Comparison across the four platforms
| Platform | Training | Search Indexing | User Fetch |
|---|---|---|---|
| OpenAI | GPTBot | OAI-SearchBot | ChatGPT-User |
| Anthropic | ClaudeBot | Claude-SearchBot | Claude-User |
| Google-Extended (token) | Googlebot (unchanged) | — | |
| Perplexity | (none — no training) | PerplexityBot | Perplexity-User |
Three structural patterns emerge.
- OpenAI · Anthropic — symmetric three-layer separation. The most fine-grained opt-out control.
- Google — token-based. Google-Extended is a robots.txt token (not a user-agent) that opts out only of Gemini training.
- Perplexity — does not train its own LLMs, so there is no training bot — a two-bot structure.
Role in RanketAI Score
RanketAI evaluates GPTBot, ClaudeBot, PerplexityBot, and Google-Extended robots.txt access independently within the AI Infra pillar. Blocking any of these means blocking the GEO measurement surface itself, which is why this is the first layer to inspect.
Frequently Asked Questions
Q. What happens if I block all AI crawlers?
Your content disappears from ChatGPT, Claude, Gemini, and Perplexity search results. Even if you implement all nine GEO strategies validated by Aggarwal et al. KDD 2024, the impact will be zero — robots.txt is the first gate.
Q. Can I block only the training bots and allow the search and user-fetch bots?

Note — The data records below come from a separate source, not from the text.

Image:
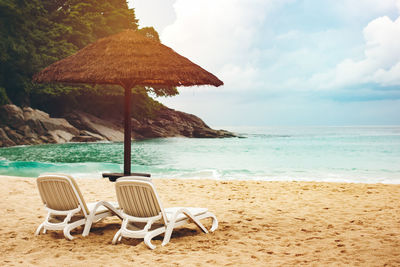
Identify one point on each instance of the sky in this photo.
(285, 62)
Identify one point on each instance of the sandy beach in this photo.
(260, 224)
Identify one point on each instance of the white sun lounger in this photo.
(66, 207)
(144, 216)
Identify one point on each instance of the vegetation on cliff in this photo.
(34, 34)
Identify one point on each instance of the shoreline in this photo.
(274, 223)
(165, 177)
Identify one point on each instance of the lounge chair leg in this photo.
(117, 237)
(39, 229)
(88, 225)
(67, 233)
(214, 225)
(150, 235)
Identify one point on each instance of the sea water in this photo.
(338, 154)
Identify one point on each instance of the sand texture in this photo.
(260, 224)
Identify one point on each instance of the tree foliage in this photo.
(34, 34)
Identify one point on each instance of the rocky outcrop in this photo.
(30, 126)
(27, 126)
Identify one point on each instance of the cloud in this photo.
(155, 13)
(220, 35)
(380, 64)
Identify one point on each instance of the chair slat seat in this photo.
(66, 207)
(144, 215)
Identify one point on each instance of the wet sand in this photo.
(260, 224)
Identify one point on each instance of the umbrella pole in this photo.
(127, 131)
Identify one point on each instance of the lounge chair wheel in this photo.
(62, 198)
(148, 210)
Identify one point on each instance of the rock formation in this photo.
(27, 126)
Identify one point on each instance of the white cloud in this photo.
(219, 35)
(381, 63)
(154, 13)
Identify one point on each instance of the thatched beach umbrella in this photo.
(128, 59)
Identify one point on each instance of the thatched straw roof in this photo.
(127, 58)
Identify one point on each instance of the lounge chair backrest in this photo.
(138, 198)
(60, 192)
(140, 178)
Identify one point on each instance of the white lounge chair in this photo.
(66, 207)
(144, 216)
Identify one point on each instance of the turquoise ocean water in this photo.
(342, 154)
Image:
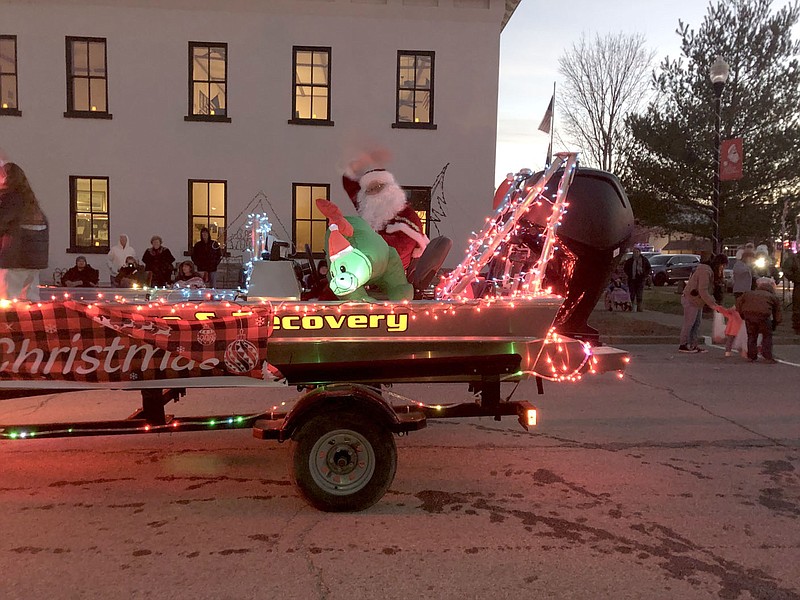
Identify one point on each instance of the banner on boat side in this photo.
(72, 341)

Yes. OpenAI and Anthropic separate their training, search, and user-fetch bots — Disallow GPTBot and ClaudeBot while keeping OAI-SearchBot and Claude-SearchBot Allowed. That achieves both training opt-out and continued visibility at the same time.

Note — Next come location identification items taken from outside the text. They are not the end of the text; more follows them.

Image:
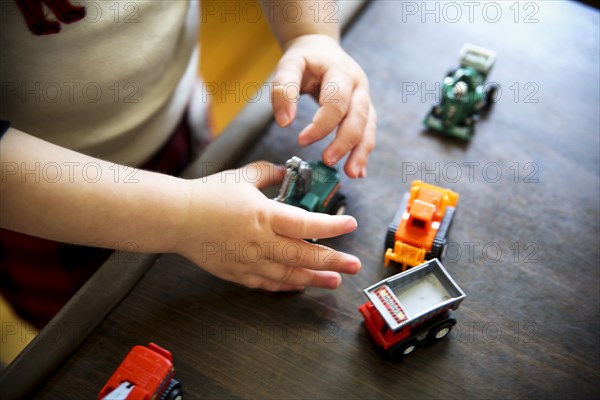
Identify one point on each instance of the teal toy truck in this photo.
(464, 94)
(312, 186)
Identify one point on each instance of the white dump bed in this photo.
(415, 295)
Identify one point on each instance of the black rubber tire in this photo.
(490, 96)
(402, 350)
(440, 332)
(173, 391)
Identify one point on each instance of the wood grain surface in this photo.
(523, 245)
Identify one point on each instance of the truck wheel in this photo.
(390, 238)
(437, 248)
(440, 332)
(339, 208)
(490, 96)
(173, 391)
(403, 349)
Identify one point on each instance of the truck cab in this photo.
(146, 373)
(312, 186)
(420, 226)
(464, 94)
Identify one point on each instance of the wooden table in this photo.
(524, 244)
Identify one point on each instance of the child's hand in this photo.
(236, 233)
(316, 64)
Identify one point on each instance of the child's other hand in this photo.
(236, 233)
(316, 64)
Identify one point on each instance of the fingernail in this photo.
(282, 118)
(352, 224)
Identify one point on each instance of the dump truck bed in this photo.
(415, 295)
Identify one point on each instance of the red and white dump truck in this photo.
(412, 308)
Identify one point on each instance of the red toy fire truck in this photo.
(412, 308)
(145, 374)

Q. Why is Google-Extended a token instead of a user-agent?
Google search indexing is still done by the existing Googlebot, and only Gemini training fetches are opt-outable via the separate robots.txt token (Google-Extended). As a result, blocking Google-Extended keeps your Google search exposure intact.
Q. Do AI crawlers always honor robots.txt?
The IETF RFC 9309 voluntarily-compliance model is the foundation, and the four major platforms (OpenAI, Anthropic, Google, Perplexity) have all publicly committed to compliance. That said, some data-collection bots may ignore it — WAF-level IP verification is recommended as a secondary safeguard.